Emperyalist küreselleşmeyle birlikte yaşamın her alanındaki normal akış değişime uğradı. İlerleyiş, durgunluk, kaos, kriz, felaketler yeni normaller olarak insan yaşamını sürekli bir biçimde etkileyen, yön veren olgular oldu. Bu açıdan mücadele gündemlerinin sürekli bir biçimde değişkenlik göstermesi, komünistler açısından da verili koşulların sık aralıklarla değişime uğramasını beraberinde getirdi. Dolayısıyla hareket halinde olmayan, statik gündemler ve buna bağlı olarak mücadele gündemlerini belirlemeler de giderek ortadan kalkarken, geçmişe ait ve hükmünü yitirmekte olan bir durum olarak varlığını sürdürür hale geldi.
Bu durumu biraz daha somutlamak için sadece içerisinden geçtiğimiz dönemin kimi gündem başlıklarına bakmamız bile yeterli. 8 Mart ve 21 Mart Newroz gibi mücadele dolu yaşam aralığına adım attığımız şu günlerde, bir yanımız Türkiye, Kürdistan ve Suriye’de yaşanan depremin yaralarını sarmaya, doğa felaketinin bir katliama dönüşmesinin temel sorumlusu kapitalist sistem ve faşist rejimden hesap sormaya kilitlenmişken, diğer bir yanımız ise Ukrayna’da süren emperyalist savaş ve bu savaşın daha da görünür hale getirdiği kapitalist kriz koşullarının Avrupa’da yerli ve göçmen tüm işçi sınıfı ve ezilenlerin yaşam koşullarını dolaysız etkilemesi ve buna karşı görevlerle dolu.
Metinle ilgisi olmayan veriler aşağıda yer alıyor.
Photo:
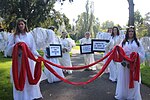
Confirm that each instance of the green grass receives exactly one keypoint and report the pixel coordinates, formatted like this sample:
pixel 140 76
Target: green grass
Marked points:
pixel 6 86
pixel 145 74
Bu tabloya örgütsel ve siyasi özgün gündemleri de kattığımızda durum, dışarıdan bakıldığında çok daha karmaşık hale geliyor. Tam da bu koşullarda sürecin özgünlüklerini açığa çıkartmak, öncelikler belirlemesini doğru yapmak, hızlı makas değişimlerini gerçekleştirmenin koşullarını yaratmak, kimi gündemleri iç içe geçirmek vb. gibi politik ve örgütsel önderliğe ait başlıklarda ustalaşmamızı koşullayan bir sürecin de içerisinde olduğumuzu unutmamak gerekiyor.
Her kolektifin olduğu kadar tek tek politik öncülerin de bu konuda ideolojik, politik ve önderlik kapasitesini yükseltmek zorunda olduğu bir süreçteyiz. Söz konusu kapasite yükseltildiği oranda dönemin ihtiyaçlarına karşılık gelen bir iradi, politik ve pratik duruşu ortaya koyabiliriz ancak. Birbiriyle çok uzakmış gibi görünen mücadele gündemlerini politika yapış tarzımızda ustalaşarak ve hareket tarzımızda ilerleyerek pekala birleştirebilir, döneme ve özgünlüklere göre tasnifleyebiliriz.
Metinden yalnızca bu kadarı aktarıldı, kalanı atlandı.